Abstract: TH-PO1099
P2X7 Expressed in Injured Podocytes May Spread the Kidney Injury Through Caspase 3
Session Information
- Glomerular Diseases: Podocyte Biology - I
November 07, 2019 | Location: Exhibit Hall, Walter E. Washington Convention Center
Abstract Time: 10:00 AM - 12:00 PM
Category: Glomerular Diseases
- 1204 Podocyte Biology
Authors
- Yamamoto, Kazuyoshi, Tokai University School of Medicine, Isehara, Japan
- Okabe, Masahiro, The Jikei University School of Medicine, Tokyo, Japan
- Yokoo, Takashi, The Jikei University School of Medicine, Tokyo, Japan
- Matsusaka, Taiji, Tokai University School of Medicine, Isehara, KANAGAWA, Japan
Background
We previously generated a mosaic mouse model in which a fraction of podocytes express hCD25 and can be injured by a hCD25-directed immunotoxin, LMB2. After injection with LMB2, not only hCD25(+) but also hCD25(-) podocytes were injured along with dramatic induction of P2X7 mRNA in both types of podocytes. P2X7 is a receptor of extracellular ATP and is known to activate inflammation and induce cell death in immune cells. In the present study, we aim to analyze P2X7 protein expression in the mosaic mouse model and investigate the role of P2X7 in podocyte injury.
Methods
Kidneys were harvested from mosaic mice before or 2 weeks after injection with LMB2 (25ng/gBW). Immunofluorescence staining was performed with primary antibodies against P2X7 and cleaved-caspase 3. For functional study, primary cultured mouse podocytes were transiently transfected by electroporation with P2X7-expression or mock plasmid together with EGFP or tdTomato expression plasmid. Before or 1-2 hours after administration of ATP (0 or 2 mM), the same visual fields were photographed.
Results
No P2X7 staining was observed in the kidney without LMB2. In the kidneys injured by LMB2, which developed FSGS, 69.2±9.2% of glomeruli were positive for P2X7 staining. Some P2X7 staining was observed in GFP-labeled hCD25(-) podocytes, which indicated that indirect injury activated P2X7 expression. Cleaved-caspase 3 staining was also positive in 12.4±3.1% of glomeruli of LMB2-damaged kidneys, but not in those without LMB2.

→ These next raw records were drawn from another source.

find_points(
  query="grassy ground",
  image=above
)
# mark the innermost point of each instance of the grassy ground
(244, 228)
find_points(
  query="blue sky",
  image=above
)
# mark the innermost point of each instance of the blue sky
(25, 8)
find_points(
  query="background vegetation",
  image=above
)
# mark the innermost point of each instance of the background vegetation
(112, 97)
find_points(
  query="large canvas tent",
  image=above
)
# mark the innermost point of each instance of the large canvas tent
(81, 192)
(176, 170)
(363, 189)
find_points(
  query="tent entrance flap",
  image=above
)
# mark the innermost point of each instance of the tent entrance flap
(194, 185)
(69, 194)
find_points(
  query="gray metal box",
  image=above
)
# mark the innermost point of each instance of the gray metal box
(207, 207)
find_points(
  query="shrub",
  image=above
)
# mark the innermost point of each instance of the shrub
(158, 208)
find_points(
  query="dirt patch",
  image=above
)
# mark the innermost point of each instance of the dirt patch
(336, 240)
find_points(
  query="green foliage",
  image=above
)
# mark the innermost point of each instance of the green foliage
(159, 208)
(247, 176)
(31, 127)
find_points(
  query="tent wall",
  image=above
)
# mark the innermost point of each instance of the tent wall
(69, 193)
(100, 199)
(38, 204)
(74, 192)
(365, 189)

In in vitro studies, administration of ATP caused leakage of co-introduced EGFP in 51.7±1.4% of P2X7-transfected cells, incorporation of propidium iodide in 18.1±0.9%, and activation of caspase 3 in 17.9±2.8%. However, increase in LDH activity in the medium remained minimum, corresponding to only 3.0±1.7% of cell death. These phenomena were not observed in mock-transfected cells treated with ATP or P2X7-transfected cells without ATP administration. Caspase-3 inhibitor significantly attenuated the leakage of EGFP induced by ATP (26.4±2.6 vs 37.9±3.3%), whereas Caspase-1 inhibitor did not (37.0±3.0%).
Conclusion
These results indicate that injured podocytes express P2X7, which may further augment injury by inducing caspase-3 dependent apoptosis.